Pero él les habla de su “hora”: su muerte y resurrección cercanas, para que no
se ilusionen un reino temporal. Jesús no propone una ideología, sino una forma
de vivir, y también de morir para resucitar a la vida y a la gloria eterna con
él, fin supremo y glorioso del hombre.
Jesús
se presenta como el grano que se entierra y muere para dar mucho fruto de
salvación y vida. No hay nada que valga tanto como la vida, que tiene dos
dimensiones: la biológica, perecedera, y la espiritual, imperecedera, con
destino de eternidad gloriosa. El cuerpo y el espíritu humanos accederán juntos
al mismo destino final que hayan elegido: la gloria eterna con Dios o la infelicidad
eterna alejados de él.
Jesús
no se anda con medias tintas: “Quien
pretenda salvar su vida (terrena a costa de la espiritual), la perderá; pero quien entregue su vida (física)
por mí y por el Evangelio, la ganará” (Lc 17, 33),
convertida en vida eterna, y revestidos con un cuerpo glorioso como el de Jesús
resucitado. Ése es el fruto de la muerte que lleva a la resurrección y a la
gloria sempiterna. Es el camino de Cristo y de quienes lo sigan.
En
esta perspectiva se sitúa también lo dicho por Jesús: “Si el grano de trigo (la vida caduca de la persona humana) que cae en tierra, no muere, se queda solo;
pero si muere, da mucho fruto” (Jn
12, 24); fruto de salvación y de vida
eterna.
San
Pablo clarifica esta realidad que cada uno viviremos: “La semilla que tú siembras, no es lo que nace; lo que nace es una
planta nueva” (1Cor 15, 42-44).
Esta planta: la persona nueva con un cuerpo glorioso, que supera inmensamente
al cuerpo que se entierra. Es necesario no consumir el cuerpo con necio
egoísmo, que termina arruinando a la persona entera, cuerpo y espíritu. El
cuerpo alcanza su máxima felicidad, cuando se pone al servicio de la de
salvación propia y ajena.
El que
ama se siente libre y capaz de dar la vida.
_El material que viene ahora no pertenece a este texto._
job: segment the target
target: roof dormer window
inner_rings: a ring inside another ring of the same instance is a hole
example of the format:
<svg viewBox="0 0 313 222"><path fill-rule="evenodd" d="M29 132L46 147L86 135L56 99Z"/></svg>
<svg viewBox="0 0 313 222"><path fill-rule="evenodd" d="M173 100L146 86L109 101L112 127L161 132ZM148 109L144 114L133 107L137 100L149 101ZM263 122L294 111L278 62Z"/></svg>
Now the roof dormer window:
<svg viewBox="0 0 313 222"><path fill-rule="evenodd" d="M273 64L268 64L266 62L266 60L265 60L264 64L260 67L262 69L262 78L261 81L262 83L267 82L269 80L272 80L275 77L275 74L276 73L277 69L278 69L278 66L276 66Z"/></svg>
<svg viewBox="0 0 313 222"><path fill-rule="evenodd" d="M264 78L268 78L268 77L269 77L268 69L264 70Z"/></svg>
En realidad, “no hay amor más grande que el de quien da la vida por los que se ama” (Jn 15, 13), como dijo e
hizo Jesús.
Dar la
vida por quienes se ama, es compartir con Jesús la lucha por los valores de su
reino, asociando nuestra vida a su vida, con alegrías, penas, y la misma
muerte, para gozar con él la fiesta eterna de la resurrección y de la gloria,
por haber compartido con él la cruz redentora y gloriosa.
Quien
sirve a Cristo colaborando con él en la salvación del mundo, empezando por
casa, será honrado con su presencia: “Estoy
con ustedes todos los días hasta el fin del mundo” (Mt 28, 20) y el
Padre le dará un puesto de honor en el banquete eterno.